Natural language understanding and dialog is basically 2-way interaction of semantic understanding in-between bots and human agents. The reasoning behind abstracting away our world framework was so human agents could work with it in a simplified fashion. Provided below are instances of both directions of interaction:
- Human-to-robot: The objective here is in sharing know-how with the bot to enhance its semantic comprehension of the world. Some instances could be teaching new capabilities or minimizing uncertainty with regards to the external world.
- Robot-to-human: If a robot could not carry out a plan or comprehend an instruction, can it describe to the human agent the reasons behind its failure? Perhaps a door was shut on the path to the objective, or the bot was not aware what a particular word meant and it can query you to describe it.

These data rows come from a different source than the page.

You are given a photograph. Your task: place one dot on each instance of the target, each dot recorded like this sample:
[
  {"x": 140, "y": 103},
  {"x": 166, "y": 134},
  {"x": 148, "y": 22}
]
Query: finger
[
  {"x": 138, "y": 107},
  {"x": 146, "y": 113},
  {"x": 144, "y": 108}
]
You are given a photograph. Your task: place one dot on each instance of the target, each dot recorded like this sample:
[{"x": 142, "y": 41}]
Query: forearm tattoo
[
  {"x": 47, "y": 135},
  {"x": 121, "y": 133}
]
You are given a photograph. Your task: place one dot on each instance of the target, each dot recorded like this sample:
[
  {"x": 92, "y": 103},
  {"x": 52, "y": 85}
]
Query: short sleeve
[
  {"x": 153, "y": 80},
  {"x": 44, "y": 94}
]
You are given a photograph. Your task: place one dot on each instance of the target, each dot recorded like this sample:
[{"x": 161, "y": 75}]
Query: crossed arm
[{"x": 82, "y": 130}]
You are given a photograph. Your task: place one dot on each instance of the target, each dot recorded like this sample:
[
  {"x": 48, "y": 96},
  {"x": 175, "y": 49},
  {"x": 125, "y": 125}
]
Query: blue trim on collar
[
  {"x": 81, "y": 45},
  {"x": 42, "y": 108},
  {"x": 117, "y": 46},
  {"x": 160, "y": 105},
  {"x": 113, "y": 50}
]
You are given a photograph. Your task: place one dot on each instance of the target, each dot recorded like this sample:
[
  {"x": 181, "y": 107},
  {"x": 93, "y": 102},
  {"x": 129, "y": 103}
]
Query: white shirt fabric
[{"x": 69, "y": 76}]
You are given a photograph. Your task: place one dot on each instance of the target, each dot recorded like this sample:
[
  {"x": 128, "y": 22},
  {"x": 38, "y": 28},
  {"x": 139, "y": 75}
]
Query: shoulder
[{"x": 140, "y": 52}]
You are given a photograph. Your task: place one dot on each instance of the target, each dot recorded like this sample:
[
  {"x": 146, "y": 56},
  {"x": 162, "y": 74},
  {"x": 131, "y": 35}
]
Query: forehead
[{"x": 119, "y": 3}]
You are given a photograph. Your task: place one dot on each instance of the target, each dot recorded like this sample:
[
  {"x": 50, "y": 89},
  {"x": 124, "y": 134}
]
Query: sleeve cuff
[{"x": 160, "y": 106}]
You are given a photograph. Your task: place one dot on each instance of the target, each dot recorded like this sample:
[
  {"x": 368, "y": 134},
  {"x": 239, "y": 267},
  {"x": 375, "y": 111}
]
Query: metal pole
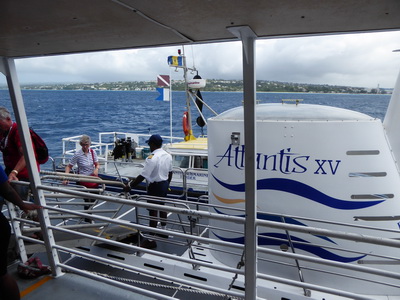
[
  {"x": 20, "y": 115},
  {"x": 248, "y": 38}
]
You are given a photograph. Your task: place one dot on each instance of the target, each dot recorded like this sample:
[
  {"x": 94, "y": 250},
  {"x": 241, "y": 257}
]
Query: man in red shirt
[{"x": 10, "y": 145}]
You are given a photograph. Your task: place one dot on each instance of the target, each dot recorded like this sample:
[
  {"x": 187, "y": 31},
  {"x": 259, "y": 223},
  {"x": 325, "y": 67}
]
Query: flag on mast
[
  {"x": 164, "y": 94},
  {"x": 163, "y": 81}
]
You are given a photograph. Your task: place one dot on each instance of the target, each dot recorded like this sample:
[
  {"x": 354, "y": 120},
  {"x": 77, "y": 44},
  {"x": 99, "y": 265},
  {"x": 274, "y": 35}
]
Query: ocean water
[{"x": 58, "y": 114}]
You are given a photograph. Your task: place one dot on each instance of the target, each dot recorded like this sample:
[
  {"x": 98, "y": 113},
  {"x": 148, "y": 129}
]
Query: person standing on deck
[
  {"x": 88, "y": 164},
  {"x": 8, "y": 286},
  {"x": 158, "y": 173},
  {"x": 13, "y": 156}
]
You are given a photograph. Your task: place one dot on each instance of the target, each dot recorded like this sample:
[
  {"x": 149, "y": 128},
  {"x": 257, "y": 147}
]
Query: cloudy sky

This is all conceptual at this stage – can a bot be coded to collaborate with humans at such a high level of communication? It’s by no means simple, but research attempts to provide solutions to issues like these on an everyday basis. A good measurement of efficient human-bot communication is if the human agent and the bot collaboratively learned not to face the same issue repeatedly, therefore enhancing the user experience.
Conclusion
We hope we threw some light on the navigation of robot systems that provided some useful information to you. As we specified earlier, no classification is bullet-proof. Going back to something we touched upon earlier: A robot has, at minimum, one closed feedback loop between sensors and actuators that does not need human intervention. Let’s attempt to place our taxonomy in an instance group of feedback loops below.
As nothing in the present day can avoid machine learning, we will also be briefly exploring the role of machine learning’s dominant role in sophisticated robotics.

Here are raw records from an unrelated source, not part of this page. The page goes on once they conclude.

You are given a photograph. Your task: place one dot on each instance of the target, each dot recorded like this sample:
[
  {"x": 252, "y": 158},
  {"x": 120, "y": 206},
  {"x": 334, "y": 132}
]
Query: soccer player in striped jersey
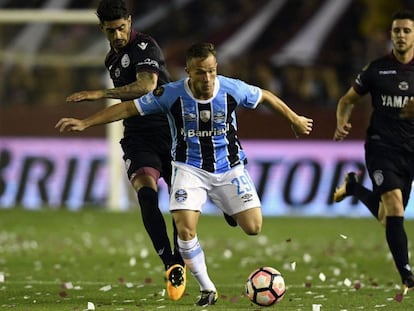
[{"x": 208, "y": 159}]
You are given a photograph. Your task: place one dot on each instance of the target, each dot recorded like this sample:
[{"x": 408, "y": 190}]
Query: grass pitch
[{"x": 72, "y": 261}]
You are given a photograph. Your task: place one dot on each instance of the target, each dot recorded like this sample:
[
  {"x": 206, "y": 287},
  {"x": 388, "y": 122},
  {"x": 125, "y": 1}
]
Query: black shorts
[
  {"x": 389, "y": 169},
  {"x": 149, "y": 149}
]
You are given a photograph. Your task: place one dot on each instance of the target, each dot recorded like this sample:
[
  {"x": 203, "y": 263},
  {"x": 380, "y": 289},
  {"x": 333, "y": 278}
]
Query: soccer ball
[{"x": 265, "y": 286}]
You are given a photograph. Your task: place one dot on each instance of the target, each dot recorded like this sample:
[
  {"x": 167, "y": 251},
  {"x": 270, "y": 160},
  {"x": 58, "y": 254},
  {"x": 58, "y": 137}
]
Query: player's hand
[
  {"x": 302, "y": 126},
  {"x": 70, "y": 125},
  {"x": 342, "y": 132},
  {"x": 407, "y": 112},
  {"x": 85, "y": 95}
]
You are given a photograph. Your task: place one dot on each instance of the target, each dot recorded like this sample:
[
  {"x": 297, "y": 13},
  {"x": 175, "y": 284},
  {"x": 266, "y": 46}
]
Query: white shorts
[{"x": 232, "y": 191}]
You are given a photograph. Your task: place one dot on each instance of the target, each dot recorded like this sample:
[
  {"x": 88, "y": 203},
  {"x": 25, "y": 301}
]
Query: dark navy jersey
[
  {"x": 390, "y": 84},
  {"x": 204, "y": 132},
  {"x": 141, "y": 54}
]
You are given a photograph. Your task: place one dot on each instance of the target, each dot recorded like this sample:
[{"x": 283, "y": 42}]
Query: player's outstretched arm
[
  {"x": 343, "y": 113},
  {"x": 85, "y": 95},
  {"x": 407, "y": 112},
  {"x": 145, "y": 83},
  {"x": 109, "y": 114},
  {"x": 300, "y": 125}
]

- Process of visual and audio data has been an ongoing sphere of research for several years, however, the advent of neural networks as function approximators with regards to ML – that is, deep learning, has rendered latest perception and ASR systems with more useful than ever before.
- Also, learning has shown its use at increased levels of abstraction. Textual process leveraging neural networks has shifted the needle on NLP and comprehension. Likewise, neural networks have facilitated end-to-end frameworks that can go about learning to generate motion, behavior, and/or task planning from complicated observation sources such as imagery and range sensors.
The reality is, our human know-how is being outpaced by machine learning for the process of such high-dimensional information. We should not forget that machine learning should not be a supporting beam owing to it single largest drawback: we are not yet capable of explaining why learned systems act in the fashion that they do, which means we cannot provide the kind of assurances than we can with conventional methodology. The idea is to ultimately refine our cumulative scientific know-how so we are not dependent on data-driven black-box strategies. Being aware of how and why bots go about learning will only increase their capabilities in the years that lie ahead.